Brassens voit arriver la manne d’argent que son succès apporte avec une certaine indifférence. Il ne s’occupe pas, et ne s’occupera jamais de ses comptes. Si quelque chose lui fait envie, il demande à Pierre, qui lui dit son désir est réalisable. Mais Brassens n’a en aucun cas le fétichisme du chiffre. Ce qui ne l’empêche pas de dépenser assez largement son argent. De façon généreuse d’abord, en récompensant tous ses amis passés de l’avoir soutenu, en apportant tout le confort moderne dans la maison de Jeanne. Sa table sera toujours ouverte à ses amis, et il donnera beaucoup, à des gens qui ne lui rendront pas forcément, et à qui il ne fera pas de reproches. Brassens achète également quelques maisons et quelques propriétés. Les Parisiennes, et les provinciales, qui serviront de lieu de vie commune pour lui et ses amis. Et s’il dit n’acheter ses voitures que pour rouler – et n’avoir aucune passion pour l’objet en lui même -, il n’en demeure pas moins fasciné par les objets sophistiqués en général et les armes à feu, qu’il achète dans des catalogues. Peu à peu, Brassens se dégage du rythme infernal de ses tournées et se ménage de grandes aires de repos. Il faut pourtant croire Brassens lorsqu’il dit à Jaques Chancel qu’il aurait fait le même métier, quand bien même il ne lui aurait pas rapporté un sou. Son comportement durant la décennie 40 en fournit la meilleure preuve : Brassens se consacre corps et âme à sa musique, sans avoir ne serais-ce que l’espérance d’un revenu futur.

Le cercle

Brassens profite de sa célébrité pour rencontrer les stars du passé dont il a entonné les chansons dans sa jeunesse. Il fait aussi la connaissance de quelques artistes – le plus souvent chanteurs comme lui -, qui entrent dans son cercle d’amitiés, et qui seront parfois célébrés peu de temps après. On peut mentionner Lino Ventura, Georges Moustaki, Guy Béart… Aux cercles de Sète et de Basdorf s’ajoute donc celui des Parisiens. Brassens prend l’habitude de les réunir à Paris, ou de les emmener en vacance dans ses résidences de campagne. Brassens aime être entouré, au même titre qu’il aime profiter d’instants de solitude chaque jour. Avec ses amis, il échange des vues, des livres. Il les emmène dans sa maison de campagne où l’on travaille à la réfection des bâtiments.
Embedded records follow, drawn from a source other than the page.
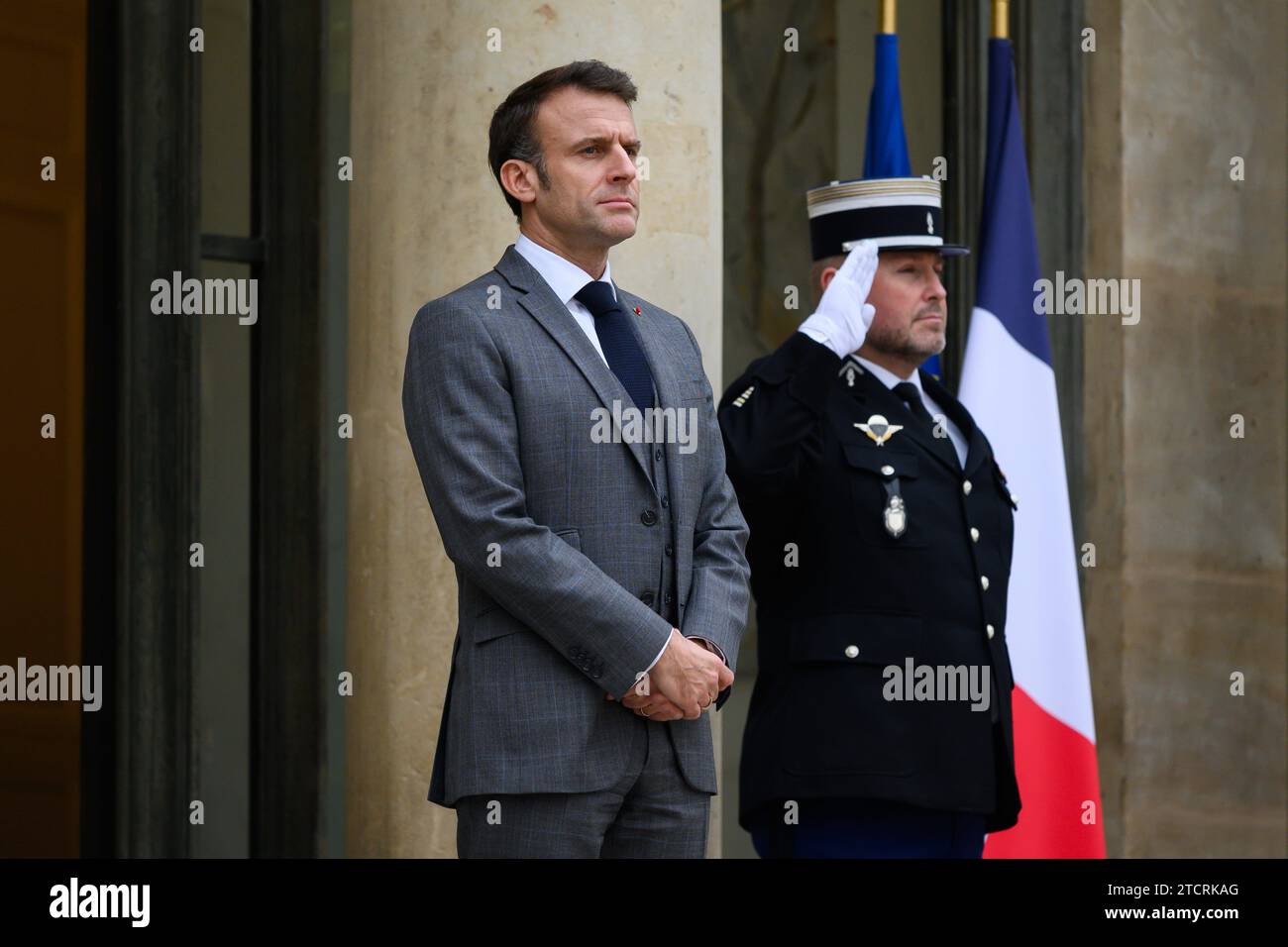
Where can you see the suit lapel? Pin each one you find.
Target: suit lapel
(545, 307)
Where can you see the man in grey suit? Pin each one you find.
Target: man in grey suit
(601, 583)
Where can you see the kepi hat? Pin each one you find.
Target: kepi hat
(893, 213)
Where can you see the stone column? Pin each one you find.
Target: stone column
(425, 218)
(1189, 522)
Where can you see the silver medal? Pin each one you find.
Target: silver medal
(896, 518)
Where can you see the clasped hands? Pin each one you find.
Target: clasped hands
(684, 682)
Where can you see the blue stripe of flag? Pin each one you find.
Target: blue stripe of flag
(1008, 244)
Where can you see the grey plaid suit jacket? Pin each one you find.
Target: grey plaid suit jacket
(548, 534)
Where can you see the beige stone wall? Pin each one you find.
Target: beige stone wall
(1189, 523)
(426, 217)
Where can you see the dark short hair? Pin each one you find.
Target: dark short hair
(513, 132)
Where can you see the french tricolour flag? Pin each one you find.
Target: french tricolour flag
(1009, 385)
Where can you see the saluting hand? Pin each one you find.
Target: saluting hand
(844, 313)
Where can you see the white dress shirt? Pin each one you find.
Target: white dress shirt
(889, 379)
(567, 279)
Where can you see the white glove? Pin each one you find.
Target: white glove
(844, 315)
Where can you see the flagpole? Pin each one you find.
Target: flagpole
(1001, 21)
(887, 17)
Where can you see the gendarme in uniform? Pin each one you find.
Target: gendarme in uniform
(871, 544)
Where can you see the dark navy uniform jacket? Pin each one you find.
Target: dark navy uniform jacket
(838, 598)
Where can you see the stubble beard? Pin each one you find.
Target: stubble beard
(902, 343)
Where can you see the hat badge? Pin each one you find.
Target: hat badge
(879, 429)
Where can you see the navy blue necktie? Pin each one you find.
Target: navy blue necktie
(621, 348)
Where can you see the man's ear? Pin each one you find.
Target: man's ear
(519, 180)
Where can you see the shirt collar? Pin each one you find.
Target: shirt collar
(563, 275)
(888, 377)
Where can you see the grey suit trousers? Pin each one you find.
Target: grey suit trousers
(649, 813)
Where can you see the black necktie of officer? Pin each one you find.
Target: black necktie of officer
(911, 395)
(621, 348)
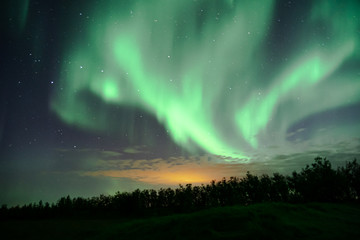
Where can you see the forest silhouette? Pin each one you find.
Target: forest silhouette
(317, 182)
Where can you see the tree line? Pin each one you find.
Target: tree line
(316, 182)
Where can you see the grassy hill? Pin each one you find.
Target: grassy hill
(258, 221)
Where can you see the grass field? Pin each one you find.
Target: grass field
(258, 221)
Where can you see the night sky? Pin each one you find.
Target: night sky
(105, 96)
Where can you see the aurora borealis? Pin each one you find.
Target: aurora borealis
(127, 94)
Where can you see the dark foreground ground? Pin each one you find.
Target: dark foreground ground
(259, 221)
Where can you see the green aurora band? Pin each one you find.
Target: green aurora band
(202, 69)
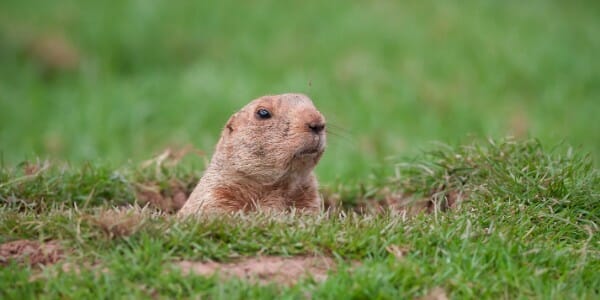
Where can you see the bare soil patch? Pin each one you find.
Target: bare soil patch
(29, 252)
(265, 269)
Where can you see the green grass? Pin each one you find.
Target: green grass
(389, 76)
(528, 228)
(393, 76)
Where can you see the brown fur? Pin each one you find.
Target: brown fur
(264, 164)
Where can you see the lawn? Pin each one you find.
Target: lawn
(99, 89)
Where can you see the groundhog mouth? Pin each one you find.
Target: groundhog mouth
(310, 150)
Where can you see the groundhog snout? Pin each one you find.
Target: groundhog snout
(316, 127)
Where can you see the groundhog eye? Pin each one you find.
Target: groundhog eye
(263, 113)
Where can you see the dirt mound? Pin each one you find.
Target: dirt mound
(29, 252)
(265, 269)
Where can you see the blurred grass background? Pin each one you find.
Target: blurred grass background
(120, 81)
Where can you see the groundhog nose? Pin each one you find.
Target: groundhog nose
(316, 127)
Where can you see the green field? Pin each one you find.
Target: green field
(98, 88)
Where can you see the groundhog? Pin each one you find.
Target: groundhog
(264, 159)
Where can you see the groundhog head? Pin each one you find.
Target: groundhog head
(272, 137)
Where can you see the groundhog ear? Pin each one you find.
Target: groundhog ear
(231, 124)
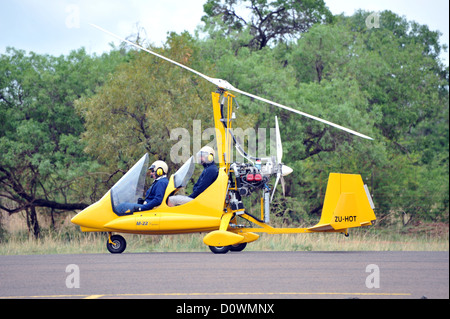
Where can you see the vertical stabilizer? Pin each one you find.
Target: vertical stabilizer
(347, 204)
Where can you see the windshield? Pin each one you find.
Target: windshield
(182, 176)
(131, 186)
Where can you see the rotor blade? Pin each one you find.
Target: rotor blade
(275, 186)
(227, 86)
(278, 140)
(154, 53)
(283, 185)
(302, 113)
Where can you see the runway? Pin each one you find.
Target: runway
(244, 275)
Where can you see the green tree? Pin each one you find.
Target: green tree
(41, 155)
(266, 21)
(143, 106)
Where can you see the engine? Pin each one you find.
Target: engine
(248, 178)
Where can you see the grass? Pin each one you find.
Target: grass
(68, 239)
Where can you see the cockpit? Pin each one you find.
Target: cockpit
(131, 186)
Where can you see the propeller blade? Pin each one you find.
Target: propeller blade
(227, 86)
(278, 140)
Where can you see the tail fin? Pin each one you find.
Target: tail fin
(347, 204)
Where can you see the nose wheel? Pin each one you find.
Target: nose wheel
(116, 244)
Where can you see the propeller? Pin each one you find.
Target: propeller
(280, 169)
(227, 86)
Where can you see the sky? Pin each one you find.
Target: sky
(58, 26)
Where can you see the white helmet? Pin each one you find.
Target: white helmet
(159, 167)
(207, 153)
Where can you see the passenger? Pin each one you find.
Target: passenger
(210, 172)
(154, 195)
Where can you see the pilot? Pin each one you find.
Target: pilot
(155, 194)
(210, 172)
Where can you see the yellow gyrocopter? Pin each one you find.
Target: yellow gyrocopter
(347, 202)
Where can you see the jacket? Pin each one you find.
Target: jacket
(208, 176)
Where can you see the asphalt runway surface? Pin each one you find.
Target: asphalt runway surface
(244, 275)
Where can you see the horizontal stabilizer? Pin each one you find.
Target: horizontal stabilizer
(346, 205)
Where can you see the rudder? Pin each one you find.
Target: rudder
(347, 204)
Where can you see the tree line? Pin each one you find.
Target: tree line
(73, 125)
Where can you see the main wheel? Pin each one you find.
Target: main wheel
(219, 249)
(118, 244)
(238, 247)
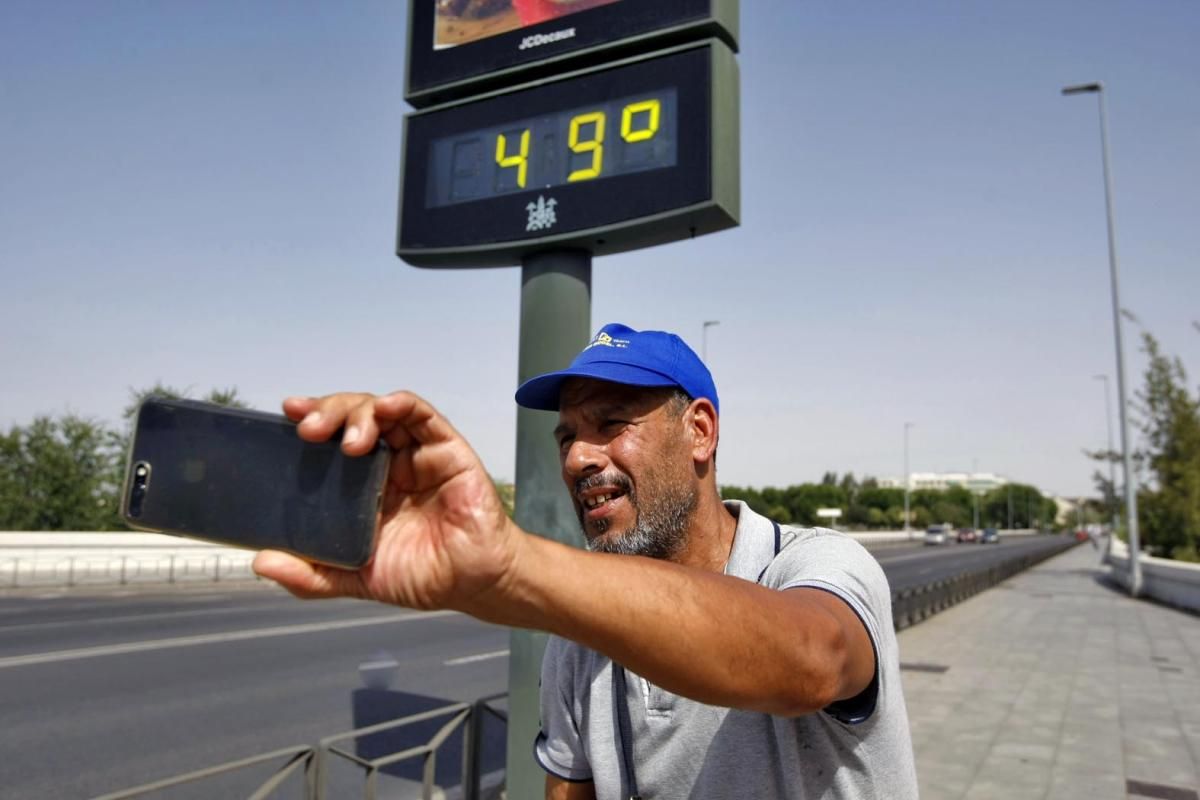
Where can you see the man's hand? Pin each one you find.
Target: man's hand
(444, 540)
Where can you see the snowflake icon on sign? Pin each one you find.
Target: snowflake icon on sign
(541, 214)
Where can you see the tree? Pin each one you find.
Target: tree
(67, 473)
(60, 474)
(1169, 507)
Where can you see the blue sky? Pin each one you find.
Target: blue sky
(205, 194)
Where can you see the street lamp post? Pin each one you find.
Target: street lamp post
(1129, 488)
(907, 479)
(1113, 468)
(703, 338)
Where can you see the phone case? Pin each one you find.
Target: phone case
(245, 479)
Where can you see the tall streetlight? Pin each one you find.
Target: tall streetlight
(907, 477)
(703, 338)
(1113, 469)
(1131, 491)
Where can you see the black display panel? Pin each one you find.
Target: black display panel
(459, 48)
(597, 150)
(593, 142)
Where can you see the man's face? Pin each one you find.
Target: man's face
(627, 462)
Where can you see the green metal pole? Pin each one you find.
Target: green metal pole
(556, 322)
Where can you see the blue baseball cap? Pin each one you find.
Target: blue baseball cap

Avant sa mort, Brassens est déjà en mythe. Il est le deuxième chanteur, après Léo ferré à entrer dans la collection « poètes d’aujourd’hui ». Il doit également refuser un siège à l’Académie Française, qui lui aurait fait beaucoup d’honneur, mais que sa « dignité lui interdisait » : Brassens déteste les uniformes, sauf celui du facteur. Il est traduit dans de nombreuses langues, et symbolise déjà la France à l’étranger, aux côtés de la tour Eiffel et de la baguette. En 1976, Brassens a vendu le chiffre astronomique de 20 millions de 33 tours, record absolu dans la chanson française.

Anar de droite ou pas, on n’en finira pas, anar en or, en tout cas: “La seule révolution possible, c’est d’essayer de s’améliorer soi-même, en espérant que les autres fassent la même démarche. Le monde ira mieux alors.”